Travel agencies in China have borne the brunt of the COVID-19 pandemic, which forced some to close down, but several agencies are now actively promoting their travel products online or shifting to different operations to get through the tough times.
On Jan 24, China officially suspended domestic and overseas group tours organized by travel agencies. So far, the operations of travel agencies have not fully resumed yet. Even though most staff have returned to work, it has been difficult for them to get new orders.
Traditional travel agencies rely heavily on the organization of certain travel routes. But they are still not allowed to organize trans-provincial group tours by Monday, and outbound trips have been stagnant due to travel restrictions imposed by most countries.
As a result, the agencies mainly sell tours of neighboring areas within a province. But the profits of such local tours are slim at best.
Yang Hong, general manager of Hainan Golden Ocean Travel Agency, said the company barely received any orders for a few months since the outbreak of the epidemic. He has to think about innovative ways to solve the problem.
During the mid-year online shopping festival in China on June 18, Yang attended the livestreaming session of Fliggy, Alibaba's online travel service provider.
The company prepared some personalized products, such as tailored trips and villa rentals. Those products carried cheaper price tags than usual though.
"It has been a tough time, and also a reshuffle for the industry. We need to upgrade products, train staff, maintain equipment and expand online sales channels. Our consensus is that the demand is restricted temporarily, and it will come back when it's safe to travel. Tourism constitutes an important part of Hainan province, and we are confident about our growth prospects," he said.
For many travel agencies in Hainan, the internet has become an indispensable part of business operations and the epidemic has reinforced its importance.
Many agencies have strengthened their focus on internet operations, such as precision marketing based on big data, and regular communication online with potential travelers.
"Before the epidemic, online sales accounted for 40 percent of our total orders. Now it makes up about 80 percent of the total. Once people formed their spending habits, they are unlikely to change easily, and online consumption is expected to continue," said Fu Subin, brand director of Wuzhizhou Island in Hainan province, one of the most-visited scenic resorts in the area.
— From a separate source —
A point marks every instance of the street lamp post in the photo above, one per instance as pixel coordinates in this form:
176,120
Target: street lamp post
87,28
"The building of Hainan Free Trade Port will further drive consumption upgrade and the expectations of travelers. Tourism suppliers are foreseen offering more high-end, tailored and sports-related travel products," Fu said.
By the end of 2019, there were 38,943 travel agencies operating in China. Last year, travel agencies nationwide achieved a total revenue of 662.18 billion yuan ($95 billion) and profits of 3 billion yuan, according to the Ministry of Culture and Tourism.
But the good times did not last.
The unexpected epidemic this year forced travel agencies to suspend part of their operations. In May, about 9,000 travel agencies canceled the registration of companies, which was 30.6 percent higher than the number in April, said Qichacha, a major enterprise credit investigation agency.
Some major travel agencies have shifted their business focus after the suspension of overseas trips.
Beijing-based travel operator Utour Group has turned its focus from outbound trips to domestic short-distance tours. The operator launched livestreaming sessions and posted short videos on several social platforms. It also incubated online celebrities that can help attract more attention and potential consumers.
Caissa Touristic, a Beijing-based travel agency and a major organizer of group travels overseas, shifted its focus to the duty-free shops business in Hainan and is seeking to diversify its development.
"Large-scale travel agencies can focus on business such as domestic tours, hotels, duty-free business and retail to maximize their profits. Medium-sized and small firms can more easily shift their whole operations and they could transform to other businesses and survive," said Wu Liyun, associate professor at Beijing International Studies University.